Architecture
The application has five main components:
File Storage
A file system used to store raw, cleaned, and test datasets as well as Mapbox tileset metadata. It uses the following directory structure:
├── clean/
│ ├── geojsonl/
│ ├── geoparquet/
│ └── mapbox/
├── raw/
│ ├── bonus/
│ │ ├── distressed/
│ │ ├── energy/
│ │ ├── justice40/
│ │ └── low_income/
│ ├── census/
│ │ ├── block_groups/
│ │ ├── blocks/
│ │ ├── counties/
│ │ ├── county_subdivisions/
│ │ ├── government_units/
│ │ ├── places/
│ │ ├── states/
│ │ ├── tracts/
│ │ └── zip_codes/
│ └── retail/
└── test/
Detailed descriptions of each directory's contents can be found in the Datasets section.
Databases
Two PostgreSQL database instances—a temporary, "large" database for caching geospatial data during pipeline processing and a "small", less expensive database to serve the final website. PostgreSQL was chosen as the database engine because it is free and open source with a large and active community of contributors. In addition, it is easy to run both locally as a Docker container and as a service on a cloud platform. The application installs PostgreSQL's PostGIS extension to store multipolygon geometries and run spatial queries and its trigram extension to calculate the relevance of search results.

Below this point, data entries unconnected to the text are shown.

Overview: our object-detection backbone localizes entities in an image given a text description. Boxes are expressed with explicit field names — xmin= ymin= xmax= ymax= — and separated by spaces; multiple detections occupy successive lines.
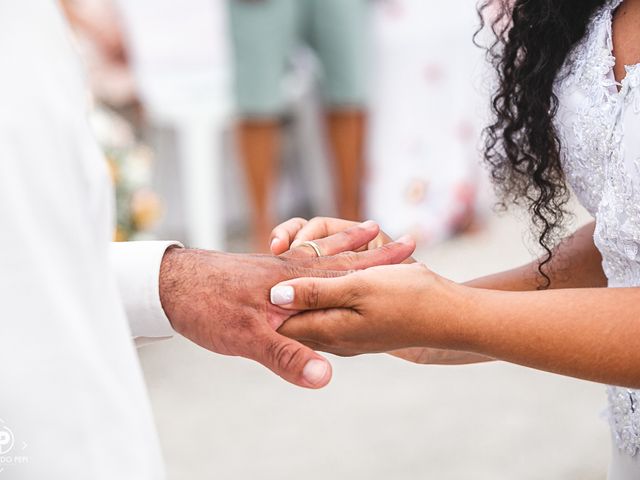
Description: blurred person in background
xmin=272 ymin=0 xmax=640 ymax=480
xmin=60 ymin=0 xmax=162 ymax=241
xmin=228 ymin=0 xmax=368 ymax=249
xmin=61 ymin=0 xmax=136 ymax=108
xmin=0 ymin=0 xmax=415 ymax=480
xmin=365 ymin=0 xmax=488 ymax=246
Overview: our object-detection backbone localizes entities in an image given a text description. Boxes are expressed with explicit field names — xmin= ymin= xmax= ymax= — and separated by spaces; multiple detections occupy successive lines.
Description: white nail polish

Two tables are defined in the larger database, populated with data, and then replicated to the smaller database after all geometries have been simplified to their final form. The table schemas are as follows:
public.tax_credit_geography
A table storing geographies available for user search and/or reporting. A unique constraint exists on the combination of the name
, fips
, and geography type
fields.
Name | Type | Description | Ever Blank or Null? | Example |
---|---|---|---|---|
id | bigint | The primary key. | NO | 1760 |
name | character varying | The geography name. | NO | "LORAIN COUNTY, OHIO" |
fips | character varying | The FIPS code assigned to the geography, if applicable. | YES, BLANK | 39093 |
fips_pattern | character varying | Explains how to interpret the FIPS code. | YES, BLANK | "STATE(2) + COUNTY(3)" |
geography_type | character varying | The type of geography, from a limited set of choices. | NO | "county" |
population | integer | The estimated population for the geography. | YES, NULL | 312964 |
population_strategy | character varying | The method used to derive the population estimate. | YES, BLANK | "FIPS Code Match" |
as_of | date | The date on which the geography's data source became current. | NO | 2020-01-01 |
published_on | date | The publication date of the geography's data source. | YES, NULL | 2021-02-02 |
source | text | A citation for the geography's data source. | NO | "2020 TIGER/Line Shapefiles, U.S. Census Bureau" |
programs | jsonb | A generated field consisting of the tax credit programs the geography qualifies for based on type. Only relevant for bonus geographies. | NO | [] |
geometry | geometry | The geography boundary as a hex string. In the large database, the geometry's exterior. In the smaller database, its bounding box. | NO | 01060000206.... |
name_vector | tsvector | A sorted list of lexemes parsed from the name field. Used to optimize text search. | NO | 'counti':2 'lorain':1 'ohio':3 |
public.tax_credit_target_bonus_overlap
An association table relating "target" geographies—again, states, counties, municipalities, municipal utilities, and rural cooperatives—with the bonus territories—i.e., distressed, low-income, energy, and Justice40 communities—that spatially intersect with them. Additional metadata includes an estimate of the number of people living in the intersection.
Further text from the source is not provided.